Campbell was spotted by Maui police the early morning of January 10 2003 going down the wrong side of the road and swerving into and off the shoulder. Pulled over, the Premier of British Columbia opened his door and fell to the ground. At the police station, he tested at about three times the legal limit for blood alcohol. He spent the night in the drunk tank passed out on a bare urine-soaked mattress. In the morning, he called a local drunk-tank lawyer his jailer suggested to him. He made an unshaved court appearance by noon and struggled back to his hotel. The strangest part of this story is that it seems never to have occurred to him for well over a day and a half to get in touch with any political staff and seek advice or to let anyone know what had happened.


Since then, his wife has reportedly separated from him and has reverted to using her maiden name. Campbell now lives alone in a condo on Vancouver’s west side. Dauphinee, his assistant, was subsequently promoted to Chief of Staff, a public service position that pays in the neighbourhood of $120,000—a considerable raise for her. She has also racked up the largest travel expense bills of anyone, elected or un-elected, in the entire BC government. This story looks similar enough to the Wilson-Tyabji incident to at least merit comparison and similar media scrutiny, but there has been none.


The scandals do not end there. During the present election campaign, the Liberal Party has twice been caught collecting money illegally, once from municipalities and later from charities who were led to believe they were paying the government for access to Campbell, but whose fees were in fact illegally channeled to the party coffers. This scandal looks remarkably similar to the Bingogate scandal that ensnared and destroyed Harcourt, but there has been scarcely little media follow-through this time.

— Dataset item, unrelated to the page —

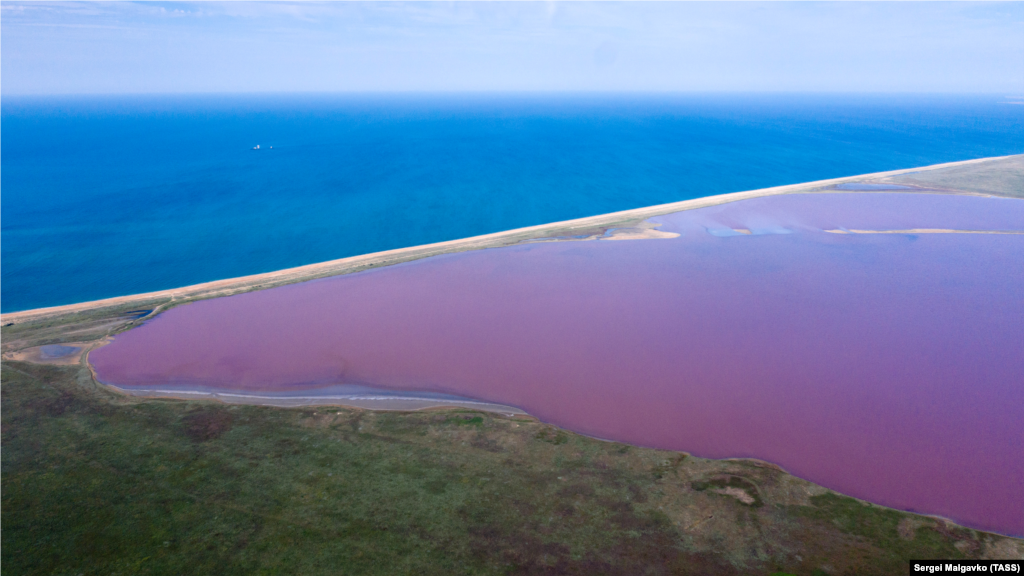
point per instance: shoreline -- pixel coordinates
(599, 223)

A billion-dollar Liberal-government deal to sell BC Rail is currently under police investigation with allegations swirling around the case involving illicit drugs and influence peddling. RCMP took the unprecedented measure of raiding legislature offices of senior cabinet members to seize evidence in the case. All three senior cabinet members linked to the scandal—Attorney General Geoff Plant, Deputy Premier Christie Clark, and finance minister Gary Collins—have since resigned from office and, despite budding careers, have quietly and inexplicably left politics altogether. There are close correspondences in this story to the one involving casino licenses that brought Clark down, but there has been no similar media attention.

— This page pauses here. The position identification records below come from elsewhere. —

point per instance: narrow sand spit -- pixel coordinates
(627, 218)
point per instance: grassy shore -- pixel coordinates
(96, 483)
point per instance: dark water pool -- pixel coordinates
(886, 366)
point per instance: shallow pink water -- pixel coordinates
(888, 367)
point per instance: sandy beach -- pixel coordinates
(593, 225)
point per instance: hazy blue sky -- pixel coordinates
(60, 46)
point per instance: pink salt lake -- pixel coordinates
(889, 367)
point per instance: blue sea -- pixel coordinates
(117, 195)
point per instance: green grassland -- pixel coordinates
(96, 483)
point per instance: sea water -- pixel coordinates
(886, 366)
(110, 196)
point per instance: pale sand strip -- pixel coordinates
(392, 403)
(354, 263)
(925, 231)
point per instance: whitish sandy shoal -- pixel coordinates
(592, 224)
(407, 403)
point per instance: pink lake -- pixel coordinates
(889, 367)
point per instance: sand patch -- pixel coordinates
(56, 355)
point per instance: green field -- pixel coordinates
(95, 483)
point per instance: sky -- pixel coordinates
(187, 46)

Add it up and you have the makings for the most damaging set of scandals amongst BC’s pantheon of record breakers. Campbell’s government is linked to rumours involving illicit drugs, influence peddling, party finance corruption, out-of-control drunken sprees, tainted resignations, criminal investigations, court convictions, illicit sexual affairs, and who knows what else of the salacious kind. While in the past any one of those merited a public hanging by the media scribes, Campbell, with all of them and possibly more, slips away with no one in pursuit.


Campbell has as many scandals of the real and significant kind swirling around him as all the media-hyped ones his predecessors had thrown at them, combined. And yet, where the establishment media cut all his predecessors down at the knees, for some reason, none of them are touching this Premier. It almost looks like there’s a larger picture here coming into focus, and that Campbell, soaked in sex, booze, drugs, and party money, is some kind of “made man” with the owners of the establishment press. He does appear to be unaccountably untouchable in a media environment famous for exactly the opposite behaviour.